The descendant of the generation indicates that the past two years have been tough, but that she has fortunately taken over a company that was well put together. “Every generation has its problems and the pandemic is ours,” she said. Her two brothers are also in the business. One is in product development and the other is currently only a shareholder. The moment the lockdown started last year, the segment in which Profuomo is located took a hit, causing turnover to fall. This effect was still visible throughout 2020, says Van der Zee. As mentioned earlier, the pandemic accelerated the transition at the company. Last August this meant the long-term choice and the loss of 25 jobs, mainly abroad. “It was terrible. You don’t mind that,” says Brandsma. “But certainly now we see that it was the right decision, because the pandemic, as we expected, is still not over.”

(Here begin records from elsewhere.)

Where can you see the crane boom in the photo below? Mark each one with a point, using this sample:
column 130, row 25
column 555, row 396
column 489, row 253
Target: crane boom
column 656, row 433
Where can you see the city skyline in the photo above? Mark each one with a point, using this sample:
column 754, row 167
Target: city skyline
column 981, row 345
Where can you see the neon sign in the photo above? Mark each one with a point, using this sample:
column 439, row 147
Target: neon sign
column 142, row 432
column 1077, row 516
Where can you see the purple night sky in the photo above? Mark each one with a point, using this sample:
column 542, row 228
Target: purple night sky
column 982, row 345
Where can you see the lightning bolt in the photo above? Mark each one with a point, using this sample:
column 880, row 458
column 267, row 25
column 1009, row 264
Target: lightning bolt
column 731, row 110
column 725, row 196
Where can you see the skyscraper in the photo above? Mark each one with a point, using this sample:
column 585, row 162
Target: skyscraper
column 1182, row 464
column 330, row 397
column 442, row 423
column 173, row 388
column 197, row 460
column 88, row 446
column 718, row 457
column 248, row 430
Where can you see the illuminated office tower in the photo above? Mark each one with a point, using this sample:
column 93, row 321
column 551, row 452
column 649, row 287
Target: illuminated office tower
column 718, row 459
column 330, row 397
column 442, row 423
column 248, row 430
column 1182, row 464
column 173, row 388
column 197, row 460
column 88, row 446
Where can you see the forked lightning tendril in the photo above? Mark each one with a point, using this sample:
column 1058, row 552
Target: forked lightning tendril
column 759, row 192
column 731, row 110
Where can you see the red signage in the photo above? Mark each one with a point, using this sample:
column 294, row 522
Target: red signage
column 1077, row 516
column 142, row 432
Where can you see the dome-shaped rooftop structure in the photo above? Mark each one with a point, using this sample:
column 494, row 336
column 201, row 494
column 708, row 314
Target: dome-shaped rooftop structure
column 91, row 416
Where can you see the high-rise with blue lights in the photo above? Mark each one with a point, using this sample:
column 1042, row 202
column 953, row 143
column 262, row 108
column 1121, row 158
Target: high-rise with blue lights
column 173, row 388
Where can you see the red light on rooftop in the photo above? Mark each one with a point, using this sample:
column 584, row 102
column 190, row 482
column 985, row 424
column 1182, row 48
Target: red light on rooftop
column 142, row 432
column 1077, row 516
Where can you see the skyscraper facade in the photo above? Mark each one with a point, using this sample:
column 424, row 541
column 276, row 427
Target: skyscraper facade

Profuomo takes a new direction: Total look and timeless comfort

The new phase for the group, now as Profuomo, means accelerating, according to CEO Van der Zee. The change should ensure even more relevance for the brand. “It is also important for retailers that you are known as a brand, because this also creates more demand for the brand from the partners,” says Van der Zee. A new campaign will therefore be launched for the SS22 season, which will highlight the rebranding of Profuomo. ‘Timeless comfort’, the new direction of the brand, contains several elements, explains the CEO. “The term timeless says everything about the wearing moment. Literally timeless: for work, for a night out and just at home. It is 24/7 and no longer for a specific dressing moment. It also says something about sustainability. The fact that we are a third-generation family business and that we also want to take responsibility for the next generation.” Van der Zee explains that investments have been made in sustainability in the supply chain and that this is certified. The company is also a member of the clothing covenant, which means that it is audited every year. The piece of comfort refers to the investment in comfort. “During the corona time, we sat down a lot more on jerseys, sweats and loungewear. You can also wear it at home.”

Profuomo AW21

The change in style at Profuomo and offering a total look also means that Van der Zee sees more possibilities in distribution. “We can focus much more on the smart casual customer. Today you also see more and more retailers that offer streetwear brands in which luxury is interwoven. Those are brands that we can easily find ourselves in between.” Van der Zee also notices that the brand is now getting a different place in stores. “We used to be really at the shirt department, now we have shops in shops between Samsoe & Samsoe and Les Deux. It is another brand portfolio that surrounds it that is on the smart casual side. That will certainly provide us with opportunities for a different type of retailer.”

As if this were not enough to keep the group busy (the Michaelis brand will also continue to exist purely as a wholesale brand), the group is undergoing a digitization and internationalization process. “We really have a growth scenario, in the breadth of the collection, but also in market development. We are now giving full throttle in Belgium and Germany.” In Germany, the brand has already secured leading retailers and in Belgium Profuomo is looking at opening a flagship store. The combination of the right partners, own retail (“With a limited number of stores”) and a local webshop ensures that the brand is immediately expanded in the countries. “It should complement and reinforce each other”.

All in all, it marks a new chapter for the company. A new name and a new look. If Lyst’s trend forecast for 2022 is to be believed, then Profuomo is definitely on the right track with its focus on hybrid workwear.